If you’ve been struggling to conceive for 3-12 months, it may be helpful to see a fertility specialist who can take your condition into account and help you navigate the process.
Most women with IBD can have natural, vaginal deliveries – especially those with inactive or moderate disease states. However, a C-section is considered the safer option for those with abscesses, fistulas, active perianal disease, or those with an ileoanal pouch or a J-pouch.
This is, of course, a decision that should be made carefully with your physician.
Iron Deficiency Anemia in Women with IBD.
Those with IBD have an increased risk of developing iron deficiency anemia, as the condition can impact iron absorption, or cause a low appetite or increased bleeding.
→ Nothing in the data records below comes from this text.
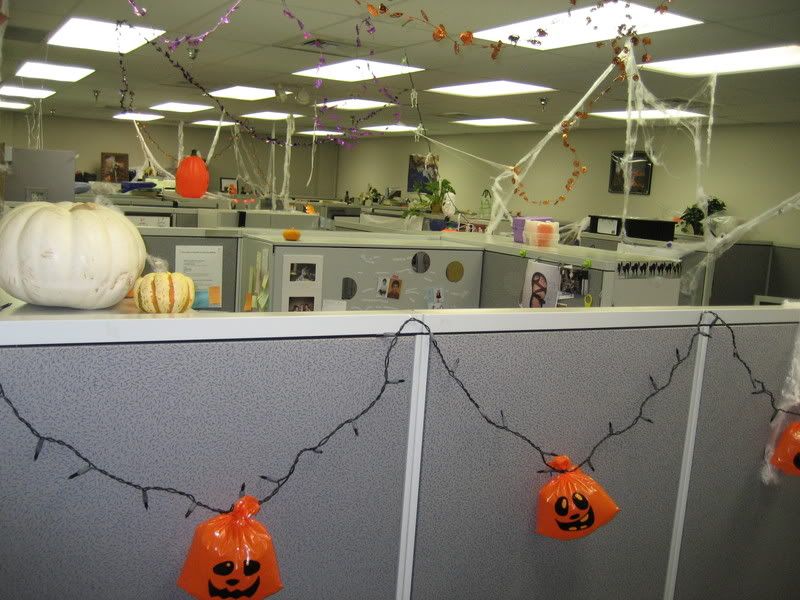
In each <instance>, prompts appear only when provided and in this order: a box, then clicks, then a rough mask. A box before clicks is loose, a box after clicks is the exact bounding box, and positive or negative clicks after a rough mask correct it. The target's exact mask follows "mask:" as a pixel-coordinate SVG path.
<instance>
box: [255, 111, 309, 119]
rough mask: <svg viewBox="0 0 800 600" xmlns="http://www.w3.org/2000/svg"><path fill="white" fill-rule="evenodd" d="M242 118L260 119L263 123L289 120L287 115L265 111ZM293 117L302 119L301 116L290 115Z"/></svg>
mask: <svg viewBox="0 0 800 600" xmlns="http://www.w3.org/2000/svg"><path fill="white" fill-rule="evenodd" d="M242 116H243V117H247V118H249V119H262V120H264V121H282V120H283V119H288V118H289V113H280V112H272V111H271V110H265V111H262V112H258V113H250V114H247V115H242ZM292 116H293V117H295V118H297V117H302V116H303V115H292Z"/></svg>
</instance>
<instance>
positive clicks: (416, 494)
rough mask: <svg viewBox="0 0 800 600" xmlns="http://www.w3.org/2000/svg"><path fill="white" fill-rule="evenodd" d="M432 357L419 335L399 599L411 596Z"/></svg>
mask: <svg viewBox="0 0 800 600" xmlns="http://www.w3.org/2000/svg"><path fill="white" fill-rule="evenodd" d="M416 331H417V332H422V331H423V328H422V327H421V326H419V325H417V327H416ZM429 356H430V338H429V337H428V336H427V335H418V336H417V338H416V341H415V344H414V367H413V372H412V376H411V377H412V379H411V402H410V407H411V408H410V410H409V419H408V448H407V451H406V481H405V486H404V490H403V519H402V522H401V526H400V556H399V558H398V565H397V595H396V598H397V600H410V598H411V581H412V576H413V572H414V545H415V542H416V535H417V505H418V501H419V482H420V476H421V471H422V437H423V430H424V428H425V400H426V395H427V391H428V358H429Z"/></svg>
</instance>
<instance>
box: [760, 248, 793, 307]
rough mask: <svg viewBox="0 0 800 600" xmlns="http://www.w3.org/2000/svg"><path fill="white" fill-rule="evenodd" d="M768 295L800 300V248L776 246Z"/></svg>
mask: <svg viewBox="0 0 800 600" xmlns="http://www.w3.org/2000/svg"><path fill="white" fill-rule="evenodd" d="M767 294H768V295H770V296H778V297H781V298H800V246H774V247H773V248H772V265H771V268H770V272H769V287H768V288H767Z"/></svg>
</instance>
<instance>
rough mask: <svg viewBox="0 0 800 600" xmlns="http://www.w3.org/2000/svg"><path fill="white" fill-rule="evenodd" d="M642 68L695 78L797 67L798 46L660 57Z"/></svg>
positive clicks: (799, 55)
mask: <svg viewBox="0 0 800 600" xmlns="http://www.w3.org/2000/svg"><path fill="white" fill-rule="evenodd" d="M642 67H643V68H645V69H648V70H651V71H659V72H661V73H672V74H673V75H683V76H686V77H694V76H699V75H711V74H712V73H718V74H721V75H722V74H725V73H752V72H754V71H773V70H777V69H791V68H793V67H800V46H798V45H797V44H795V45H793V46H778V47H777V48H763V49H761V50H743V51H740V52H726V53H725V54H712V55H710V56H695V57H693V58H678V59H675V60H661V61H657V62H654V63H649V64H646V65H642Z"/></svg>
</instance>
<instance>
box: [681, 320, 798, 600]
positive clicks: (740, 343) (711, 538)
mask: <svg viewBox="0 0 800 600" xmlns="http://www.w3.org/2000/svg"><path fill="white" fill-rule="evenodd" d="M734 329H735V331H736V337H737V342H738V345H739V349H740V351H741V354H742V357H743V358H744V359H745V360H746V361H747V362H748V363H749V364H750V365H751V366H752V367H753V374H754V376H755V377H757V378H759V379H761V380H763V381H764V383H765V384H766V386H767V387H768V388H769V389H771V390H773V391H774V392H775V393H776V394H778V397H779V394H780V391H781V387H782V385H783V382H784V379H785V377H786V374H787V372H788V367H789V359H790V357H791V355H792V348H793V344H794V338H795V335H796V334H797V323H791V324H784V325H780V324H776V325H759V326H753V325H747V326H738V327H735V328H734ZM732 353H733V348H732V346H731V342H730V336H729V335H728V334H727V332H725V331H724V330H722V329H721V328H720V329H715V330H713V337H712V339H711V340H710V341H709V345H708V353H707V359H706V367H705V376H704V381H703V391H702V397H701V404H700V412H699V419H698V425H697V437H696V441H695V447H694V461H693V464H692V472H691V480H690V481H691V483H690V487H689V495H688V502H687V508H686V521H685V525H684V530H683V541H682V544H681V555H680V563H679V569H678V579H677V585H676V594H675V598H676V599H678V600H701V599H706V598H732V599H734V598H735V599H745V598H748V599H749V598H764V599H766V598H774V599H779V598H780V599H783V598H796V597H797V594H798V592H797V576H798V575H797V551H798V547H800V534H798V523H800V501H798V498H800V480H798V478H796V477H795V478H792V477H789V476H784V477H782V479H781V482H780V483H779V484H778V485H773V486H766V485H764V484H763V483H762V482H761V479H760V469H761V465H762V463H763V459H764V447H765V445H766V443H767V441H768V439H769V436H770V418H771V416H772V409H771V407H770V403H769V399H768V398H766V397H764V396H754V395H752V391H753V388H752V386H751V383H750V379H749V377H748V375H747V373H746V371H745V370H744V369H743V368H742V367H741V365H740V364H739V363H738V362H737V361H736V359H735V358H734V357H733V355H732Z"/></svg>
Women with heavy periods may also lose more blood cells than the body can produce.
If you’ve experienced any of the following signs, it’s recommended to have your iron levels checked and discuss management options with your doctor and/or nutritionist.
Signs of anemia to look out for include:
- Shortness of breath
- Paler skin than usual
- Fatigue /weakness
- Cold hands
- Faster, slower, or irregular heart rate
The way we perceive ourselves physically is an important part of our relationship with our body and is an often overlooked issue in IBD.
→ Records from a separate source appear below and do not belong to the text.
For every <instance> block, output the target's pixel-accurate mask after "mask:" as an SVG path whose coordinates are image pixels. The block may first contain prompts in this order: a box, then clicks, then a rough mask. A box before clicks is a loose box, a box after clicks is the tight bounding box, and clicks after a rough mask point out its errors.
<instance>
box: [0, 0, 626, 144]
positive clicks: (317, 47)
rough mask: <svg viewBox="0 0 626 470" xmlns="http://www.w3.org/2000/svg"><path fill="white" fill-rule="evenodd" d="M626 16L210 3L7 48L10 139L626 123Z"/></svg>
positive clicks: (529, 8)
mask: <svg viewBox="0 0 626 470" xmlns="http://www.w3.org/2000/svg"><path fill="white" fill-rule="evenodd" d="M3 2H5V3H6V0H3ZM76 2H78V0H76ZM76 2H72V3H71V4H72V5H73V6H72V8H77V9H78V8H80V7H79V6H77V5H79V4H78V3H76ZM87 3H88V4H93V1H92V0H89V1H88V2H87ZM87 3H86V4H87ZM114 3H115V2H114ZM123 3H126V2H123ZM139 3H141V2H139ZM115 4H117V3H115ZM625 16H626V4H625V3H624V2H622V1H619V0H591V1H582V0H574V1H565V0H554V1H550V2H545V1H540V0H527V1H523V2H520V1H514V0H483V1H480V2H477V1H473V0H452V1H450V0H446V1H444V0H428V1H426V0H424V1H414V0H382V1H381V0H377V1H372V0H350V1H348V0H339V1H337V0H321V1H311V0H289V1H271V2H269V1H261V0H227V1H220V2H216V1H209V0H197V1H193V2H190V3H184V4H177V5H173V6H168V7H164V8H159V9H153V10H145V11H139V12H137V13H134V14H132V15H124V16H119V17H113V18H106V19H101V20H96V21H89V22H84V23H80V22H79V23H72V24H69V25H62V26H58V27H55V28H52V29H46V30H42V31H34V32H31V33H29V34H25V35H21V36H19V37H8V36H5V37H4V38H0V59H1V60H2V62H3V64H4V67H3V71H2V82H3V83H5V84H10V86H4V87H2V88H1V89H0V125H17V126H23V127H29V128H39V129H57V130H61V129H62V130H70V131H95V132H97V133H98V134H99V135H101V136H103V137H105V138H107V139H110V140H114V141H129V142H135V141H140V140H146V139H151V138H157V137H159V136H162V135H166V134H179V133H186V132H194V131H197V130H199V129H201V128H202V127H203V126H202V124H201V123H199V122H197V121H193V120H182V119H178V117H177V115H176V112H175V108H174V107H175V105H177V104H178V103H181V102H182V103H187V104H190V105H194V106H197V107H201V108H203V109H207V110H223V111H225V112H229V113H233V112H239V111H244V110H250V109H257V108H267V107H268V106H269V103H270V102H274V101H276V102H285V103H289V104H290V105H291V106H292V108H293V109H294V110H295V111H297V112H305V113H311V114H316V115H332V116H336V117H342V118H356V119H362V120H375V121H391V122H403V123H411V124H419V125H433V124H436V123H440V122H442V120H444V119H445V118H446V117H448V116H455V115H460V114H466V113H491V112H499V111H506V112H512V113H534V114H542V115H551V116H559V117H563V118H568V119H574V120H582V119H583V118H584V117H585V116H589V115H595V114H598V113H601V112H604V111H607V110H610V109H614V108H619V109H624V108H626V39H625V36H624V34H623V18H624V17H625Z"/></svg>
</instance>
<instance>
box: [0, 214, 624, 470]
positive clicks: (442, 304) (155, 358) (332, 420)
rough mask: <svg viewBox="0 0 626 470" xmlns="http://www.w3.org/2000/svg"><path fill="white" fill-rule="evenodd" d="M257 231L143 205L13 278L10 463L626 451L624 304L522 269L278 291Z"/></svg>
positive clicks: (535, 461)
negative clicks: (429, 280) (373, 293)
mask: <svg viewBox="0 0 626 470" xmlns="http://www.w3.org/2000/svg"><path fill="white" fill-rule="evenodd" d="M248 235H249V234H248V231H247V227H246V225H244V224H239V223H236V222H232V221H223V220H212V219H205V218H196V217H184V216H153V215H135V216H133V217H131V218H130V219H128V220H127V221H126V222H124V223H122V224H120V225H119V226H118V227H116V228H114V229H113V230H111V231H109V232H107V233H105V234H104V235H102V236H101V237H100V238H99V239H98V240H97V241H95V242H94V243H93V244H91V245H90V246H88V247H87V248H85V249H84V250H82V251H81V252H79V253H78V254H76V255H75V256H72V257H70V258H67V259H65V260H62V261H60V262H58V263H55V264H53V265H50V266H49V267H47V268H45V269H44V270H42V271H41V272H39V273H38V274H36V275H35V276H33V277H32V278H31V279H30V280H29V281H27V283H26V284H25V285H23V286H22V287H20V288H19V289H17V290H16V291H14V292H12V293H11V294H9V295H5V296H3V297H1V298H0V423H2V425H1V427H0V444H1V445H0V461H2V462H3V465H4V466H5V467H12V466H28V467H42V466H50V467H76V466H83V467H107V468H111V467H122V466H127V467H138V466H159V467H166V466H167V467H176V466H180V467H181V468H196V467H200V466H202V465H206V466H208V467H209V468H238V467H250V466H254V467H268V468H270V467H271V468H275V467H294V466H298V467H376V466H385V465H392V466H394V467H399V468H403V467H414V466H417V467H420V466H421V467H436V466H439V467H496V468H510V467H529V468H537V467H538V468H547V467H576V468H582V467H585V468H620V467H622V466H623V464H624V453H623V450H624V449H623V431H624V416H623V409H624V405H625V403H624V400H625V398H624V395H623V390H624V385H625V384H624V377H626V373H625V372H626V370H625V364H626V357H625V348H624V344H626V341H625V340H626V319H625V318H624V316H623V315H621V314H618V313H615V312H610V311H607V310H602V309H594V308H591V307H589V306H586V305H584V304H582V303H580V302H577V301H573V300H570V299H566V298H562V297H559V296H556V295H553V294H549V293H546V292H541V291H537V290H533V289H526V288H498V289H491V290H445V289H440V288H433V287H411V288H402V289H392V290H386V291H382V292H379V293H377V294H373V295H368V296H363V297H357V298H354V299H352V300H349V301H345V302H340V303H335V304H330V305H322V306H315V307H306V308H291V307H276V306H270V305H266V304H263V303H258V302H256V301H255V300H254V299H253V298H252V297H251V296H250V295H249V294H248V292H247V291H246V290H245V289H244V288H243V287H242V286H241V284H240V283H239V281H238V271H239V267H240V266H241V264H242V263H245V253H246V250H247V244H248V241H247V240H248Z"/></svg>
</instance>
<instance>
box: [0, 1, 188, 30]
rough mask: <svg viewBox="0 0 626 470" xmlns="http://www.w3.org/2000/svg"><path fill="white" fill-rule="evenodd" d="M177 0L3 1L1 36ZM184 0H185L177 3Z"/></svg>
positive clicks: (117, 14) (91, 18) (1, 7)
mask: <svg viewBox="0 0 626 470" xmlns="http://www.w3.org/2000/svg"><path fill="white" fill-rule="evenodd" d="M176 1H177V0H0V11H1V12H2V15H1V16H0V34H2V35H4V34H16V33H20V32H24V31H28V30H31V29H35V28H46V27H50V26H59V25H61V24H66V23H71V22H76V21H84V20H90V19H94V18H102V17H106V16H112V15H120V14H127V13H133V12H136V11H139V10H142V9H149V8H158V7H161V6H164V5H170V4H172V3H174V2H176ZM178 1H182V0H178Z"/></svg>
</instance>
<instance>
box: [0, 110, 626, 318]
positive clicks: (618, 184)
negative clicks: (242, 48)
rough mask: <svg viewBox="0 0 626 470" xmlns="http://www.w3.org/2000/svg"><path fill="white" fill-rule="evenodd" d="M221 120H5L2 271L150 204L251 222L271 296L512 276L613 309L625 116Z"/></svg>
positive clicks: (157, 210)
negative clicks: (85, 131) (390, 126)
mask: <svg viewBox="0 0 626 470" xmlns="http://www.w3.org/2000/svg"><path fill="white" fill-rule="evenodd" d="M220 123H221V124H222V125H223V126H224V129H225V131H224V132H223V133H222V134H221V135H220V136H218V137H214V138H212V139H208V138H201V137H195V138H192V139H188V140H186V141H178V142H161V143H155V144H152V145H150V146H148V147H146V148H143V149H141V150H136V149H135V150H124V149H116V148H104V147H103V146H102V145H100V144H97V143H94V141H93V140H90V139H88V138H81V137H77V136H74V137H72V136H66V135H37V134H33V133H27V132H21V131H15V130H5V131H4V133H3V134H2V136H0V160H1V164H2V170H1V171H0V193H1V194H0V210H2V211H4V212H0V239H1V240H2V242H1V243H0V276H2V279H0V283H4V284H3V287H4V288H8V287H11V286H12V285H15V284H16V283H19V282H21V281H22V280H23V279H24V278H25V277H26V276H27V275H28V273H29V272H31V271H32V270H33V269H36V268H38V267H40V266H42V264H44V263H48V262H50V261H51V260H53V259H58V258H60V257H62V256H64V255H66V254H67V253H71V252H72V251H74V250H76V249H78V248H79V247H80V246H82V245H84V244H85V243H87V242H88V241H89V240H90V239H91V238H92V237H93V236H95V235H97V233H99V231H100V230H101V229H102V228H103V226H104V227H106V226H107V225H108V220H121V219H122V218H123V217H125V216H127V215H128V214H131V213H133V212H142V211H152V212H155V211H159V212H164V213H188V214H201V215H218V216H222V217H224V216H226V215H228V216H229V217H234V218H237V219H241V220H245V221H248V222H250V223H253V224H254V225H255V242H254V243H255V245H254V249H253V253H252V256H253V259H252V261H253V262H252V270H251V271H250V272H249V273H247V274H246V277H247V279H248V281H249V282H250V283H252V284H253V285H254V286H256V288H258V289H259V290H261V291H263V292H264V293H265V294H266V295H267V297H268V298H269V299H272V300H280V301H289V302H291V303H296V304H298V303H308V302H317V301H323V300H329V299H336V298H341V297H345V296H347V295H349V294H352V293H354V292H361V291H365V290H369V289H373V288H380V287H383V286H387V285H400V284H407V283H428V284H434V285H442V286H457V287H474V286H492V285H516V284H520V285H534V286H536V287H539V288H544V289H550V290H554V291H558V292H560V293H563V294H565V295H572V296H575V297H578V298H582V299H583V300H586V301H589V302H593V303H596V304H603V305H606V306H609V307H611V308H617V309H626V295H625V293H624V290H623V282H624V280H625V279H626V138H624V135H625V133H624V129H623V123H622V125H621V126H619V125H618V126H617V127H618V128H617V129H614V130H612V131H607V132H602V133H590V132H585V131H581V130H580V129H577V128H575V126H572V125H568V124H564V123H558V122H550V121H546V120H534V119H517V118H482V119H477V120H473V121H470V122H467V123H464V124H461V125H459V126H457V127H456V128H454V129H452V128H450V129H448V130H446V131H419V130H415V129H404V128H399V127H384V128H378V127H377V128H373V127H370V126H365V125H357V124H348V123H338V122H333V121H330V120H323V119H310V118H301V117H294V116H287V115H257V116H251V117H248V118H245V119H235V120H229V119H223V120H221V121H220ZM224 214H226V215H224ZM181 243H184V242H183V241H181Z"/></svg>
Body image issues can range from a distorted or negative view of our bodies to anxiety about how we look, or simply feeling uncomfortable in our own skin. Our relationship with our body image can have a serious impact on our quality of life, relationships, physical health, and mental well-being. In fact, studies show that those with a negative body image are more likely to suffer depression, anxiety, and even suicidal feelings.
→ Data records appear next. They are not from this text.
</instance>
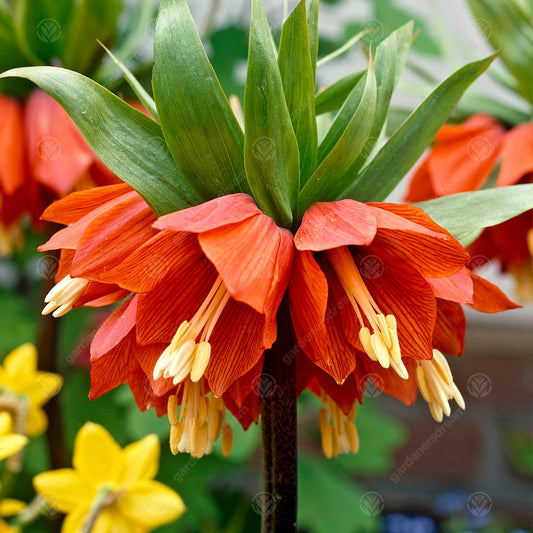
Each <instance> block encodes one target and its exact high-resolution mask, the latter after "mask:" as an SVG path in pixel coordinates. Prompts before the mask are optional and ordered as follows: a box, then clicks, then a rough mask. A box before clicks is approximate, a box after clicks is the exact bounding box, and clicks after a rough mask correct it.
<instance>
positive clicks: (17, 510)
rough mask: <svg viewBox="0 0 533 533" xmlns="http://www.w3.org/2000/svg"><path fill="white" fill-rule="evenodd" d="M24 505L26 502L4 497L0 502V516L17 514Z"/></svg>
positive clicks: (25, 505) (20, 509) (24, 506)
mask: <svg viewBox="0 0 533 533" xmlns="http://www.w3.org/2000/svg"><path fill="white" fill-rule="evenodd" d="M24 507H26V504H25V503H24V502H21V501H20V500H13V499H12V498H4V499H3V500H2V501H1V502H0V516H13V515H16V514H19V513H20V511H22V509H24Z"/></svg>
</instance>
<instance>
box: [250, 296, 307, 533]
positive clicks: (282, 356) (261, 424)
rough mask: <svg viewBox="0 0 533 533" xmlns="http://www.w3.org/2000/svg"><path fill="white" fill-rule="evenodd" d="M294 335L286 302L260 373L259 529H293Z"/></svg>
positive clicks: (294, 430)
mask: <svg viewBox="0 0 533 533" xmlns="http://www.w3.org/2000/svg"><path fill="white" fill-rule="evenodd" d="M294 346H295V338H294V331H293V329H292V325H291V318H290V313H289V305H288V301H287V299H285V300H283V302H282V304H281V306H280V309H279V311H278V338H277V340H276V343H275V344H274V346H273V347H272V348H271V349H270V350H268V351H267V352H266V354H265V363H264V365H263V374H262V376H261V388H260V390H261V427H262V433H263V493H262V494H261V495H258V496H259V499H260V502H255V503H256V504H257V503H260V507H261V510H262V532H263V533H274V532H276V533H279V532H288V533H290V532H295V531H296V505H297V481H298V473H297V438H296V433H297V431H296V430H297V427H296V426H297V417H296V372H295V361H294V355H293V354H294Z"/></svg>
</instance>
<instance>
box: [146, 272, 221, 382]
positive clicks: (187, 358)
mask: <svg viewBox="0 0 533 533" xmlns="http://www.w3.org/2000/svg"><path fill="white" fill-rule="evenodd" d="M229 299H230V294H229V292H228V291H227V289H226V286H225V285H224V282H223V281H222V278H221V277H220V276H218V277H217V279H216V281H215V283H214V284H213V287H212V288H211V290H210V291H209V294H208V295H207V297H206V298H205V300H204V301H203V303H202V305H201V306H200V308H199V309H198V311H196V314H195V315H194V317H193V318H192V319H191V321H190V322H188V321H187V320H185V321H184V322H182V323H181V324H180V326H179V328H178V329H177V331H176V333H175V335H174V338H173V339H172V341H171V343H170V344H169V345H168V346H167V347H166V348H165V350H164V351H163V353H162V354H161V355H160V356H159V359H158V360H157V362H156V364H155V367H154V374H153V375H154V379H159V378H161V377H164V378H172V382H173V383H174V385H177V384H178V383H181V382H182V381H183V380H184V379H185V378H186V377H188V376H190V379H191V381H192V382H194V383H196V382H198V381H199V380H200V378H201V377H202V376H203V375H204V372H205V369H206V368H207V365H208V363H209V359H210V357H211V344H210V343H209V338H210V337H211V334H212V333H213V329H214V328H215V325H216V323H217V321H218V319H219V318H220V315H221V314H222V311H223V310H224V307H225V306H226V304H227V303H228V301H229Z"/></svg>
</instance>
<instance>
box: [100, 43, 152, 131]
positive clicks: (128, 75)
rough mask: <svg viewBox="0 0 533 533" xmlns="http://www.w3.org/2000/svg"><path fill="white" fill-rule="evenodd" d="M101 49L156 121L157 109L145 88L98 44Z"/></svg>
mask: <svg viewBox="0 0 533 533" xmlns="http://www.w3.org/2000/svg"><path fill="white" fill-rule="evenodd" d="M100 44H101V46H102V47H103V49H104V50H105V51H106V53H107V55H108V56H109V57H110V58H111V59H112V61H113V63H115V65H117V67H118V68H119V69H120V70H121V71H122V73H123V74H124V79H125V80H126V81H127V82H128V85H129V86H130V87H131V88H132V90H133V92H134V93H135V96H137V98H138V99H139V102H141V104H142V105H143V106H144V107H145V109H146V110H147V111H148V113H150V115H151V116H152V118H153V119H154V120H155V121H158V116H157V108H156V106H155V102H154V100H153V99H152V97H151V96H150V95H149V94H148V93H147V92H146V90H145V88H144V87H143V86H142V85H141V83H140V82H139V81H138V80H137V78H136V77H135V76H134V75H133V73H132V72H131V71H130V69H129V68H128V67H127V66H126V65H124V63H122V61H119V59H118V58H116V57H115V55H114V54H113V52H111V50H109V48H107V47H106V46H105V45H104V44H102V43H100Z"/></svg>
These feelings can be extremely overwhelming on top of having to manage IBD. The first thing to know is that you’re not alone in this. Negative body image may not be spoken about enough in the context of IBD but is an issue faced by countless other patients, and these feelings are completely normal and understandable.
Secondly, there are ways to gradually improve your relationship with your body, and this is definitely a worthy endeavor in the long run.
1. Self Care
Devoting some extra time each day to self-care can make a huge difference in self-image and self-esteem.
Self-care is generally considered keeping up with basic hygiene, staying hydrated, and getting enough exercise. But it can also be deeply personal and consist of whatever makes you feel more comfortable and at ease in your body – whether it’s a bubble bath, a massage, your skin-care routine, or 20 minutes on the yoga mat. If it makes you feel good, do it.
2. Be kind to yourself
Remember that your body has gone through an immense battle, and try to be as kind as possible in terms of self-talk and honoring your body’s needs, whether this is for certain foods, for movement, or even for a day hiding under the covers. Keep track of your spoons, get comfortable putting your own needs first, and most importantly, remember no one is perfect. It’s not your job to be or look perfect either.
3. Extra Support
Many have found counseling or therapy helpful in healing their relationship with their body. You can also share the burden with trusted friends and family. Sometimes just expressing our doubts and insecurities can be immensely helpful.
There are also many online IBD Support Groups that are immensely supportive, and full of other patients who will just get it.
4. Practical Changes
Corticosteroids can cause side effects such as weight gain, acne, psoriasis, or moon face. If you’re experiencing any of these effects, you can always speak to your doctor about your concerns and discuss other treatment options.
Malabsorption and a lack of nutrients can cause weight loss in IBD. If you’re struggling to keep the weight on, it’s best to seek the advice of a registered dietitian who can ensure your specific nutritional needs are being met.